По Уставу внутренней службы — я был командиром и над Муромцевым, и над всеми своими солдатами, а по другому уставу — Уставу партии я был рядовым коммунистом. Сложность и мудрость этого кажущегося противоречия заключалась в том, что я учил и в то же время сам учился у своих солдат, учился тому, что приходит только с опытом жизни.

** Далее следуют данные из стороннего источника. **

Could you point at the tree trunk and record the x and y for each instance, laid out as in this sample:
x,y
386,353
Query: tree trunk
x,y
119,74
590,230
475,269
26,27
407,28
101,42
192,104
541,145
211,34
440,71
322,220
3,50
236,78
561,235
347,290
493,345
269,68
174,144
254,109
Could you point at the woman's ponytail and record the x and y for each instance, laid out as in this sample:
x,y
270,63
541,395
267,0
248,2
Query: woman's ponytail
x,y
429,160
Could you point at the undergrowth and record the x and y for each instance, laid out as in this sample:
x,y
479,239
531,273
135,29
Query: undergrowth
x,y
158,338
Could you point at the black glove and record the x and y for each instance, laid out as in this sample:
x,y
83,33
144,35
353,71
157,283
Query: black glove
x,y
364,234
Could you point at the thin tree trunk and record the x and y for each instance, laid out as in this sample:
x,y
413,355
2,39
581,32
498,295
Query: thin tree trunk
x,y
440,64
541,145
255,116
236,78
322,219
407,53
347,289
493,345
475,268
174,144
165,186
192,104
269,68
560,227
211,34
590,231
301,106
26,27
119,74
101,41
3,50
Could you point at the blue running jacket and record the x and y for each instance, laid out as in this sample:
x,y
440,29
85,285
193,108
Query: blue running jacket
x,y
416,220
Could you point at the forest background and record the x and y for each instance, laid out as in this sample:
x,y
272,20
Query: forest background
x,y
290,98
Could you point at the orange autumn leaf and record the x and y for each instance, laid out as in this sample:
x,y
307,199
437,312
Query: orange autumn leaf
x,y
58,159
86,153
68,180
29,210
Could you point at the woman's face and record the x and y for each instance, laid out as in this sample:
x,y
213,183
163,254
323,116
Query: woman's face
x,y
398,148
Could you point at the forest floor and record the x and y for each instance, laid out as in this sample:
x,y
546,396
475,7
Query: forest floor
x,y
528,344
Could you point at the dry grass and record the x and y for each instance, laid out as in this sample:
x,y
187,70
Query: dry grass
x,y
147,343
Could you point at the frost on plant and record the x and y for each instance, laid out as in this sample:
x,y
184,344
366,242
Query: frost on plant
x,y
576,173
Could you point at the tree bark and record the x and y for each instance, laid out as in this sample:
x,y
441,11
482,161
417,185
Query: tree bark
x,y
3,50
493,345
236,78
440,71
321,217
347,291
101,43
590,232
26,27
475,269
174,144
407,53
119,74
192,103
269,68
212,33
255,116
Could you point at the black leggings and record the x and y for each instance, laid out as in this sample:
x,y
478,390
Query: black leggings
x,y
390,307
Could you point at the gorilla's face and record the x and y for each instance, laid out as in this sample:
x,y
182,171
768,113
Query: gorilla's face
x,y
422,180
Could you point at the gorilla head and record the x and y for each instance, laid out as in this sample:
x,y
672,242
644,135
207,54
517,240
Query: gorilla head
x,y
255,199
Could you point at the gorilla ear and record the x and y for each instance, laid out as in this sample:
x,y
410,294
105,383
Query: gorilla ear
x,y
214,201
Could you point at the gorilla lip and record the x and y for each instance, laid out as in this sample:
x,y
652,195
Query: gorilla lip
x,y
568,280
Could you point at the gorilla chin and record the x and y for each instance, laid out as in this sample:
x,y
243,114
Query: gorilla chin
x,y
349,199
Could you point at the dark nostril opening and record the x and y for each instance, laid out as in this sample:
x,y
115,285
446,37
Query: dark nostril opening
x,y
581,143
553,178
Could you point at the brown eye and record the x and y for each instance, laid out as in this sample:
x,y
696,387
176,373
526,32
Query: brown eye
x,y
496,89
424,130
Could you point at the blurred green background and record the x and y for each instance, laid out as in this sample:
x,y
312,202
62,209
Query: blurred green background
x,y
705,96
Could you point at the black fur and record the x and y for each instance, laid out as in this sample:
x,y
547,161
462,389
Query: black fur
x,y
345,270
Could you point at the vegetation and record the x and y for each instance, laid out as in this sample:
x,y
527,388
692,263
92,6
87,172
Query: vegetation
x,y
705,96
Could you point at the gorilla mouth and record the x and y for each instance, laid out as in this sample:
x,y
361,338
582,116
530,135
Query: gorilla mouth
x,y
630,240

И вот Муромцев ушел… Я как-то не мог представить себе, что никогда больше не увижу его чуть сутулую фигуру, не услышу его прокуренный хриплый голос. Конечно, я очень к нему привык. У него были те качества, которых тогда еще не могло быть у меня. Он был терпелив с людьми, а я резок. Резкость и нетерпеливость я тогда считал своими достоинствами. В этом мне виделось подлинное проявление волевой натуры. Муромцев мог часами беседовать с человеком, просто сидеть на уступе окопа, курить и говорить о самых обыденных мелочах. Я же считал, что должен не говорить, а приказывать, а уж если и дойдет до разговора «по душам» (я был убежден, что время от времени мне следует разговаривать со своими солдатами по душам), командир обязан наставлять, внушать, учить уму-разуму, иначе как же быть с его авторитетом.
Поведение Муромцева не всегда было мне понятно. Иной раз я даже не совсем одобрительно относился к его бесконечным беседам. Но в ту ночь я почувствовал: что-то важное оставил Муромцев в моем сердце.
Так я и заснул, тяжелым, беспокойным сном. Близкие разрывы будили меня, но я плотней натягивал на голову шинель, переворачивался на другой бок и снопа погружался в полусон, в полудремоту, сковывающую тело, но не дающую отдыха. Мысли лениво ползут, и ты не можешь их остановить, на ухо давит жесткая ткань вещевого мешка, выполняющего роль подушки, а от полы мокрой шинели нестерпимо кисло пахнет грубой шерстью.
Не знаю, сколько времени я спал, вернее — вертелся на своем чертовски неудобном ложе, как вдруг почувствовал, что кто-то трясет меня за плечо.